Sensor Summary It becomes a sensor to detect knocking proposed an internal combustion engine with a piezoelectric vibrating element, in which the vibrating element is conductively connected to a contact element, which in turn is held in a mounting cartridge. The assembly cartridge sits in a blind hole a housing that the free end of the oscillating element is in the blind hole is located.

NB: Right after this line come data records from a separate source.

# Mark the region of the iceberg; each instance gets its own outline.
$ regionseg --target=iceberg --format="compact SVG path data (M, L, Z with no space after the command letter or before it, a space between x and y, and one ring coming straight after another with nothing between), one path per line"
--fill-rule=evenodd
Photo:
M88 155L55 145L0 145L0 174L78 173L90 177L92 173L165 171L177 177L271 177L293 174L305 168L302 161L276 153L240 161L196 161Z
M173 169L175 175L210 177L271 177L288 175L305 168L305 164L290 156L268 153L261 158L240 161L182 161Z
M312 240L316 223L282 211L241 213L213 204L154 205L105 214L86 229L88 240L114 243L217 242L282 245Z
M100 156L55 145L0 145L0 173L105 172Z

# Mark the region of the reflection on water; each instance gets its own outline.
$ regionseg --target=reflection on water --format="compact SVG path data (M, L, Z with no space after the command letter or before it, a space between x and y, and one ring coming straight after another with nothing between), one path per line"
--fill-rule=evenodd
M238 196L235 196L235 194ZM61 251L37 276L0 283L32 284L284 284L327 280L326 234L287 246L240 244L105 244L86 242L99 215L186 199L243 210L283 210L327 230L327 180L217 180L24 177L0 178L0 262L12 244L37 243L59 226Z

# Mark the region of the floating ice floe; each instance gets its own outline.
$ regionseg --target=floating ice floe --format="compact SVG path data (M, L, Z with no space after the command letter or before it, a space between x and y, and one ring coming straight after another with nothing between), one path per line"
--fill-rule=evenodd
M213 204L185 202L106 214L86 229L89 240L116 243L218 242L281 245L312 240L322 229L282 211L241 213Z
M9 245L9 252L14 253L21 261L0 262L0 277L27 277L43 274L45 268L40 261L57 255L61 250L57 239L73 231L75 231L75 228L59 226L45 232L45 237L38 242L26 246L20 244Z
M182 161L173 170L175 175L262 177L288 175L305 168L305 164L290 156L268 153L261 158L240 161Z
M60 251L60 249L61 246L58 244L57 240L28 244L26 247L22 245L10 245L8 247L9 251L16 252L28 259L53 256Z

The exposed part of the monthly cartridge, vibrating element and contact element is enclosed with the associated supply lines in a potting compound.

Claims (3)

Claims sensor for detecting knocking of an internal combustion engine with a piezoelectric vibrating element, characterized in that the piezoelectric Oscillating element (16) is connected to a contact element in a mounting cartridge (20) is held in such a way that the free end of the piezoelectric vibrating element (16) through a passage opening (23) of the assembly cartridge (20) protrudes that the assembly cartridge (20) in a blind bore (31) of a housing (30) is held in a snug fit, wherein the free end of the piezoelectric vibrating element (16) in the blind hole (31) is located and that the exposed part of the assembly cartridge (20) with the contact element and supply lines (34, 35) connected thereto enclosed in a potting compound (37) is. 2. Sensor according to claim 1, characterized in that the contact element is designed as a frame (11) with two legs (12, 13), between which the piezoelectric vibrating element (16) is held conductive, and that the frame (11) is held in a retaining groove (24) of the assembly cartridge (20). 3. Sensor according to claim 1, characterized in that the contact element consists of a holding part (41) and a contact part (40) lying thereon, which of a passage opening (46) for holding the piezoelectric vibrating element (16) are penetrated that the holding part (41) in a holding groove (24) of the assembly cartridge (20) engages and that the contact part (45) on the passage opening (46) adjoining contact surfaces (44, 45) which are conductively connected to contact pins (42, 43).